I will be doing this mod on my 30 gal tank 

so lets go form this 15 watt .5watts per gal










to this 56 watts 1.8 watts per gal










First we need to find a light that we want to use i uesd one of my old ones the the balest died on 









now that we have done that were going to gut it just remove everything from inside the hood but be carful dont break it or hurt youre self when your done it should look 
somthing like this 









now what were going to do is take a pair of wire cuters and cut the littel plastic bits of as close as you can it should look like this 










now were going to take some sandpaper and sand the littel nubs down so that there 
flat when your done it should look like this 









now we need some light sockets you can buy these new or like me find some used i found some at my local habitat for humanity thrift store i got them out of an old bathroom ficture some thing similur to this 










striped it down to get the part i needed ( i used 2 0f them)

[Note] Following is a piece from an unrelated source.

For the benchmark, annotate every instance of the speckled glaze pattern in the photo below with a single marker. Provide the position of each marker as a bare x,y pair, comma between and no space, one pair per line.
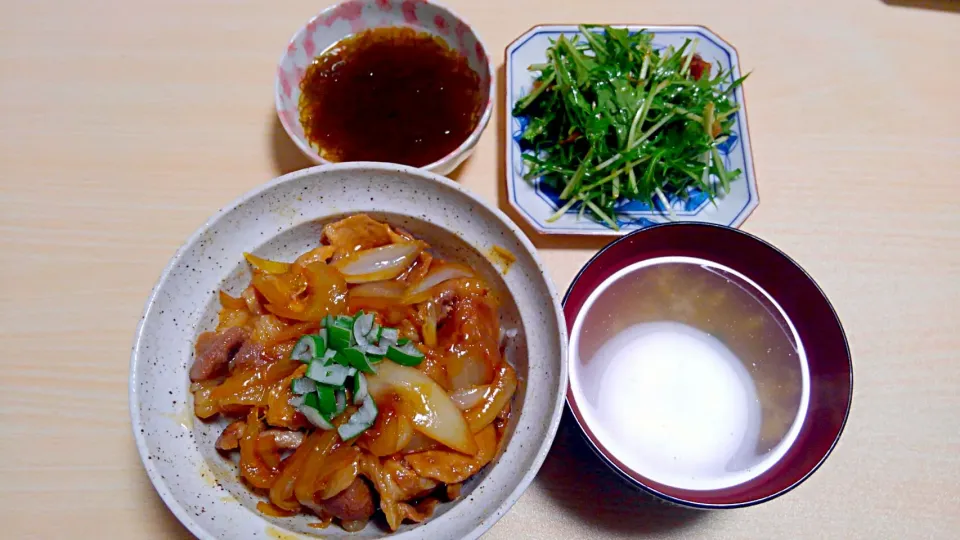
353,16
282,219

then i used my trusty dremel tool to cut off one of the mounting brakets so it looked 
like this 









i then drilled two holes in the hood 6" in from the side and centerd on the back side of 
the hood 









Then useing the mounting screws from the doner fixture i mounted the light socket 
to the hood 








then just reconect the wires and tuck them agenst the side of the hood 








then i took a reflector that i had lieing around and glued it in to the hood to give the 
wires a littel sheilding from the heat of the lights when its all done it should look like this 










all done enjoy the new light


----------



## 92smokeaccord (Jun 5, 2012)

very nice! i just did this like 2hrs ago but used a 46 inch light.i managed to stuff 6 bulbs in there but used 40 watt ones to keep the tank kinda dim cause its not planted.the sockets i used i got from lowes. like these but cheaper
Shop SERVALITE 75-Watt Black Hard-Wired Lamp Socket at Lowes.com

these plus bulbs came to less than $30.for 6 of them and the way they are spaced lights up my 150 gallon very nicely no dark spots.i also want to add that you can utalize more of the light in this form if you use the hole back with the sheeted aluminum.the light bounces off of the aluminum better and you can bend it to aim the bight so you dont have any dark spots in the tank. i went from a shitty .7 watts per gallon due to a single bulb set up cause my ballests went.now im at a nice 1.6 wpg and i can very cheaply go higher with less that $5 WORTH OF BULBS. 
formula for watt per gallon

total wattage added together and divid it by how many gallons of water and bam there it is.
6 40 watt bulbs gave me 1.6 watt per gallon
6 60 watt bulbs will give me 2.4 watts per gallon
6 75 watt bulbs will give me 3 watts per gallon.
and i could always add more bulbs for more watt per gallon if i wanted too


----------



## goldfishyman (Jun 8, 2012)

Just wondering if you tried changing out the starter before you did this. Its the little round thing. You just push down and twist. Pop in a new one and your good to go. Unless your hood is really old this is all you really need to change.


----------



## zombie1174 (Jul 11, 2012)

balest was toast and i wanted to put more light in to the tank for my plants


----------



## Mikaila31 (Dec 18, 2008)

done that before, yours is mounted a bit cleaner then mine. But IMO you need a reflector.


----------



## pop (Aug 29, 2012)

You can easily make a reflector out of flashing copper or aluim it will cut with a pair of scissors. When you measure add one inch in length an one inch in width so you can turn half inch a safety edge to each side. Its easy just lay it out like a flat box. Use red snips if right handed green if left handed to cut holes to attach .


----------



## beetlebz (Aug 2, 2007)

Ike anything too shiny can leave odd reflection artifacts in the water. You can try it, it's certainly cheap and easy enough. I've found white backings provide a good boost without boing too much or being artifacty, if I may invent the word


----------



## pop (Aug 29, 2012)

Hey beetlebz;
That is a valuable observation about color and light reflection.
I believe there is a color flashing available that will match most colors.


----------



## beetlebz (Aug 2, 2007)

Lol I gotta stop typing after a certain hour, I need to correct my typos! 

Anyway, it really really is a personal preference kinda thing. My 110g has t12 lights with a chrome reflector, yet two of my other tanks have white rain gutter with no reflectors. I'd be lying if I said it makes much of a difference, but it was fairly noticeable depending on the type of bulb. The inside of commercial fixtures are all white, just food for thought. 

An interesting side note, you said flashing.... I had a buddy once make a light out of copper flashing and didnt use a hood. All his fish died!


----------



## pop (Aug 29, 2012)

Hey beetlebzl
Do you think it was the copper flashing?
I suggested flashing due to ease of working. I guess you could always use 30 or higher gauge white coated sheet metal or have chrome applied to the finished sheet metal object.

I like the idea of using a rain gutter simple, sweet and effective.
pop


----------



## beetlebz (Aug 2, 2007)

Lots of us over the years have made rain gutter lights. Now that they make plastic rain gutter with snap on ends you can make it yourself for literally 10 bucks in parts!
_Posted via Mobile Device_


----------



## beetlebz (Aug 2, 2007)

Oh and yes we were pretty sure it was frm the flashing that the fish died. We found evidence of condensation dripping 
_Posted via Mobile Device_


----------